Ельцин согласился. Сказал, что насчет сокращения на 90 процентов мидовского персонала - это был образ, примерная цифра. Можно и не 90, а, скажем, 70. "Ой, Борис, - возразил Михаил Сергеевич, - кто-то тебя все время подначивает, толкает на крайние заявления, а потом тебе же приходится отдуваться. Зачем это? Будь аккуратней в заявлениях. МИД - это
Ельцин и с этим согласился. Так он по всем пунктам отступил, обещал действовать согласованно.
Горбачев был явно доволен. Видимо, действительно приготовился уйти, хлопнув напоследок дверью. А когда это отложилось, у него отлегло от сердца. Все-таки он, что ни говори, человек момента - часа, дня, недели. Сегодня хорошо - и ладно, а там видно будет.

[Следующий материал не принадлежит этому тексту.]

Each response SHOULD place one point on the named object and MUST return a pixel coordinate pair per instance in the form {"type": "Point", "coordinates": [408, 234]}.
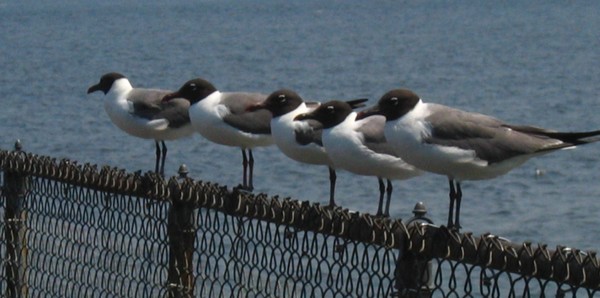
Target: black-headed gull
{"type": "Point", "coordinates": [463, 145]}
{"type": "Point", "coordinates": [141, 113]}
{"type": "Point", "coordinates": [223, 118]}
{"type": "Point", "coordinates": [359, 146]}
{"type": "Point", "coordinates": [299, 140]}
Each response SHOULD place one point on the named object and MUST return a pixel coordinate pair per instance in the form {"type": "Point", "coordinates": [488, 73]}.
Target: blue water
{"type": "Point", "coordinates": [531, 62]}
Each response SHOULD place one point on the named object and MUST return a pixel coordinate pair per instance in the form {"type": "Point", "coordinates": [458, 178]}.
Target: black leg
{"type": "Point", "coordinates": [332, 179]}
{"type": "Point", "coordinates": [451, 207]}
{"type": "Point", "coordinates": [251, 174]}
{"type": "Point", "coordinates": [245, 169]}
{"type": "Point", "coordinates": [157, 166]}
{"type": "Point", "coordinates": [389, 198]}
{"type": "Point", "coordinates": [458, 200]}
{"type": "Point", "coordinates": [381, 191]}
{"type": "Point", "coordinates": [164, 157]}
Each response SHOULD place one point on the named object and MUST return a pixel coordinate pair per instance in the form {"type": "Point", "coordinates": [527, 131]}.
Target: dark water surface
{"type": "Point", "coordinates": [532, 63]}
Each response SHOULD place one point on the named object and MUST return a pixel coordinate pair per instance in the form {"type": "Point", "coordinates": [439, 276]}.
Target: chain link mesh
{"type": "Point", "coordinates": [75, 230]}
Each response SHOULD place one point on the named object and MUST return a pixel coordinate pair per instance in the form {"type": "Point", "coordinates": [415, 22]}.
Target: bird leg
{"type": "Point", "coordinates": [332, 179]}
{"type": "Point", "coordinates": [451, 207]}
{"type": "Point", "coordinates": [381, 191]}
{"type": "Point", "coordinates": [164, 157]}
{"type": "Point", "coordinates": [389, 197]}
{"type": "Point", "coordinates": [455, 197]}
{"type": "Point", "coordinates": [458, 200]}
{"type": "Point", "coordinates": [157, 166]}
{"type": "Point", "coordinates": [251, 174]}
{"type": "Point", "coordinates": [245, 169]}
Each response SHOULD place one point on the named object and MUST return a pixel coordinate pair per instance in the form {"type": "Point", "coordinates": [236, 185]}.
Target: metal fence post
{"type": "Point", "coordinates": [181, 229]}
{"type": "Point", "coordinates": [414, 273]}
{"type": "Point", "coordinates": [15, 216]}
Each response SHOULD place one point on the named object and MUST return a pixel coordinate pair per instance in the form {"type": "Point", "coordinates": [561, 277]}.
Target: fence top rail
{"type": "Point", "coordinates": [563, 265]}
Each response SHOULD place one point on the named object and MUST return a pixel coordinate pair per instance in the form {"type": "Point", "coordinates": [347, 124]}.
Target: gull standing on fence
{"type": "Point", "coordinates": [299, 140]}
{"type": "Point", "coordinates": [141, 113]}
{"type": "Point", "coordinates": [463, 145]}
{"type": "Point", "coordinates": [359, 146]}
{"type": "Point", "coordinates": [223, 118]}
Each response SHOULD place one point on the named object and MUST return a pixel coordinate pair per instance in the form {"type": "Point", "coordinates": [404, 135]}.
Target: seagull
{"type": "Point", "coordinates": [141, 113]}
{"type": "Point", "coordinates": [359, 146]}
{"type": "Point", "coordinates": [299, 140]}
{"type": "Point", "coordinates": [463, 145]}
{"type": "Point", "coordinates": [223, 118]}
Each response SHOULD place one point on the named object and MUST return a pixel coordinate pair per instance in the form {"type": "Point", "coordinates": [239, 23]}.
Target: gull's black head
{"type": "Point", "coordinates": [397, 103]}
{"type": "Point", "coordinates": [279, 102]}
{"type": "Point", "coordinates": [106, 82]}
{"type": "Point", "coordinates": [193, 90]}
{"type": "Point", "coordinates": [329, 114]}
{"type": "Point", "coordinates": [393, 105]}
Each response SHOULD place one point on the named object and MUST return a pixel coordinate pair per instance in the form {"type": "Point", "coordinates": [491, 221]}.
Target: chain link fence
{"type": "Point", "coordinates": [77, 230]}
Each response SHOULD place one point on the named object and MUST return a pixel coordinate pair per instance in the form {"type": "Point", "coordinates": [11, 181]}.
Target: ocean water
{"type": "Point", "coordinates": [535, 63]}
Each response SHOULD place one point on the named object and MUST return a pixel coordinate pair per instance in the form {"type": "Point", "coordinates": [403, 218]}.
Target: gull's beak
{"type": "Point", "coordinates": [255, 107]}
{"type": "Point", "coordinates": [94, 88]}
{"type": "Point", "coordinates": [170, 96]}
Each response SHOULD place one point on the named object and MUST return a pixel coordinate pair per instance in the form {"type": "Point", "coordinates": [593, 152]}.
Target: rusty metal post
{"type": "Point", "coordinates": [15, 216]}
{"type": "Point", "coordinates": [181, 229]}
{"type": "Point", "coordinates": [413, 272]}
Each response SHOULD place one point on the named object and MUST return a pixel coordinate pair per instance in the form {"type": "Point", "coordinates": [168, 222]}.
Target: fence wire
{"type": "Point", "coordinates": [74, 230]}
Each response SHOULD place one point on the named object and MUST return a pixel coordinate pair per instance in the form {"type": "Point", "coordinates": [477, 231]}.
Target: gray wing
{"type": "Point", "coordinates": [310, 132]}
{"type": "Point", "coordinates": [372, 129]}
{"type": "Point", "coordinates": [147, 103]}
{"type": "Point", "coordinates": [490, 139]}
{"type": "Point", "coordinates": [258, 122]}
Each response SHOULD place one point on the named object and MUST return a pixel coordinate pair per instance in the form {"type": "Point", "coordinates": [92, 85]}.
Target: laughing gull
{"type": "Point", "coordinates": [359, 146]}
{"type": "Point", "coordinates": [141, 113]}
{"type": "Point", "coordinates": [463, 145]}
{"type": "Point", "coordinates": [223, 118]}
{"type": "Point", "coordinates": [299, 140]}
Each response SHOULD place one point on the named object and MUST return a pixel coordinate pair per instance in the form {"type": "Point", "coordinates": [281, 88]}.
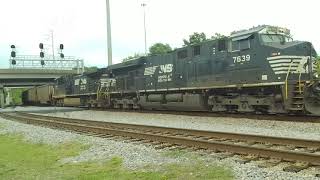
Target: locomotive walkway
{"type": "Point", "coordinates": [284, 149]}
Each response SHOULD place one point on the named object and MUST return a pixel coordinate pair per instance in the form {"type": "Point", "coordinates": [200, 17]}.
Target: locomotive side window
{"type": "Point", "coordinates": [240, 45]}
{"type": "Point", "coordinates": [182, 54]}
{"type": "Point", "coordinates": [222, 45]}
{"type": "Point", "coordinates": [196, 50]}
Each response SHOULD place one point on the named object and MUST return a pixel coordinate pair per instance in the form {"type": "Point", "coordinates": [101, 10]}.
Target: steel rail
{"type": "Point", "coordinates": [313, 159]}
{"type": "Point", "coordinates": [201, 133]}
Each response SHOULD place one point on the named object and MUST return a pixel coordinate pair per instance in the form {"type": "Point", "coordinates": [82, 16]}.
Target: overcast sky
{"type": "Point", "coordinates": [81, 24]}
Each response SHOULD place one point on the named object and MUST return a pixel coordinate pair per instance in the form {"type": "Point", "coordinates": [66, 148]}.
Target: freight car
{"type": "Point", "coordinates": [260, 70]}
{"type": "Point", "coordinates": [40, 95]}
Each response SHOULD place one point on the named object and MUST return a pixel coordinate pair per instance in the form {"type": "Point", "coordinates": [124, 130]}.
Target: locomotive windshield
{"type": "Point", "coordinates": [278, 38]}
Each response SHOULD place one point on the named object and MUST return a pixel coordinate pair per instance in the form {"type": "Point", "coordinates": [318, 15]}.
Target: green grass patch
{"type": "Point", "coordinates": [22, 160]}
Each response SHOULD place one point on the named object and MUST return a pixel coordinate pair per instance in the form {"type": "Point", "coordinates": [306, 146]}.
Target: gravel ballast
{"type": "Point", "coordinates": [137, 156]}
{"type": "Point", "coordinates": [224, 124]}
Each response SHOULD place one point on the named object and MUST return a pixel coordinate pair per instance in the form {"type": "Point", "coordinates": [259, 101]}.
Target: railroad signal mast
{"type": "Point", "coordinates": [45, 61]}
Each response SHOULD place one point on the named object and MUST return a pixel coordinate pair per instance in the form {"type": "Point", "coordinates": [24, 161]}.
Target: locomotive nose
{"type": "Point", "coordinates": [316, 88]}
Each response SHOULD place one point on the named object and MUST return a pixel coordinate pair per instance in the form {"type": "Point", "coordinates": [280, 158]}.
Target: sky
{"type": "Point", "coordinates": [81, 24]}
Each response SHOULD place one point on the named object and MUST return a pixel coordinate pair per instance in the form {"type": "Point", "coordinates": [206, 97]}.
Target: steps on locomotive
{"type": "Point", "coordinates": [297, 97]}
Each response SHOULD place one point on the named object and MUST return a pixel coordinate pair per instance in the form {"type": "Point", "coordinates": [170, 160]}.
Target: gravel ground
{"type": "Point", "coordinates": [137, 156]}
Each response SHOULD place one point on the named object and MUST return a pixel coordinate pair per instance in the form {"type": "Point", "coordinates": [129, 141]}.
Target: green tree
{"type": "Point", "coordinates": [318, 65]}
{"type": "Point", "coordinates": [159, 48]}
{"type": "Point", "coordinates": [90, 69]}
{"type": "Point", "coordinates": [195, 38]}
{"type": "Point", "coordinates": [129, 58]}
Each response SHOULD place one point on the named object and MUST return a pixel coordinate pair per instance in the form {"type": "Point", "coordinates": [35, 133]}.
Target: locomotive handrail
{"type": "Point", "coordinates": [300, 88]}
{"type": "Point", "coordinates": [286, 83]}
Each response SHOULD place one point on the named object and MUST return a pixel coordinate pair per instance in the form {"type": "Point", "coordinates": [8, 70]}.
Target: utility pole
{"type": "Point", "coordinates": [52, 44]}
{"type": "Point", "coordinates": [109, 34]}
{"type": "Point", "coordinates": [145, 28]}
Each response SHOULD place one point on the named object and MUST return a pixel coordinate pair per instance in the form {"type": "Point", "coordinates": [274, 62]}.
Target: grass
{"type": "Point", "coordinates": [22, 160]}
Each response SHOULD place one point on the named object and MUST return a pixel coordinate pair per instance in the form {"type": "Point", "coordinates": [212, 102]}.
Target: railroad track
{"type": "Point", "coordinates": [303, 153]}
{"type": "Point", "coordinates": [273, 117]}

Между тем я слушал и думал про себя, что российский президент лукавит. Завтра опять что-нибудь такое-этакое вытворит. Да что завтра! Он ведь клялся, что будет вести дела разумно, а в папке бумаг к заседанию Госсовета, назначенному на 4 ноября, лежит у него обращение к Президенту СССР с требованием передать все торгпредства России без каких-либо обещаний компенсировать другим республикам их долю. Даже не потрудилась его молодая ватага напрячь мозги и выдавить 2-3 приличествующих случаю довода. Просто так: забираем и все. Вообще все сильнее ощущается почерк "ребятишек", как их обозвал Хасбулатов. Наша команда не без греха, но эта такое вытворит, что страна еще вздрогнет и вздыбится.
Я не стал в этот раз его расстраивать, тем более он ощущал себя победителем. Разговор зашел об организации аппарата. Ревенко сказал, пора навести порядок с помощниками и советниками, многие болтаются без дела. Горбачев согласился.
Я ушел с чувством, что все это прелюдия краха.
4 ноября. На заседании Госсовета Горбачев выступил с тревожной речью.
– Почему с нами происходит то, чего не должно было бы быть? Мы легко, безответственно распорядились капиталом, который получили после заговора в результате совместной работы. Я имею в виду возникшую тогда у людей надежду на возможность выйти из кризиса. Осознали недопустимость распада государства, раскола демократических сил. Первые недели внушали надежды, потом опять пошли политические игры, перетягивание каната. В муках рождается Экономическое соглашение, с трудом продвигается работа над Союзным договором. Страна задыхается, и Госсовет несет за это ответственность.
Центральный вопрос - объявленная Президентом России Программа ускорения реформ. Я уже высказал общую поддержку, должен определиться и Госсовет. Но у меня вызвало беспокойство отсутствие ясности в отношении экономического сообщества. Вопрос принципиальный. Ни одна из республик не справится в одиночку. У нас был разговор с Борисом Николаевичем, он подчеркнул, что Россия будет действовать в рамках соглашения. Подготовленные россиянами предложения по реформам могут стать базой для общих позиций.
Возник беспрецедентный ажиотаж на потребительском рынке. Повторены ошибки 90-го и 91-го годов: помните, когда было сказано от имени правительства Рыжкова о предстоящем повышении цен. Между тем то же самое было сделано Павловым. Люди и сейчас со дня на день ждут прыжка цен. А ведь мы не можем пойти на это, не приватизируя предприятия. Назревает взрыв. Нужны безотлагательные меры, иначе начнут штурмовать магазины.
Необходима интенсивная работа с западными партнерами. Там боятся распада Союза, убеждают, что нужно поскорее заключить Договор. Они давно поняли, что надо обновить Союз, но сохранить его как фундаментальную, стратегическую основу современного мира.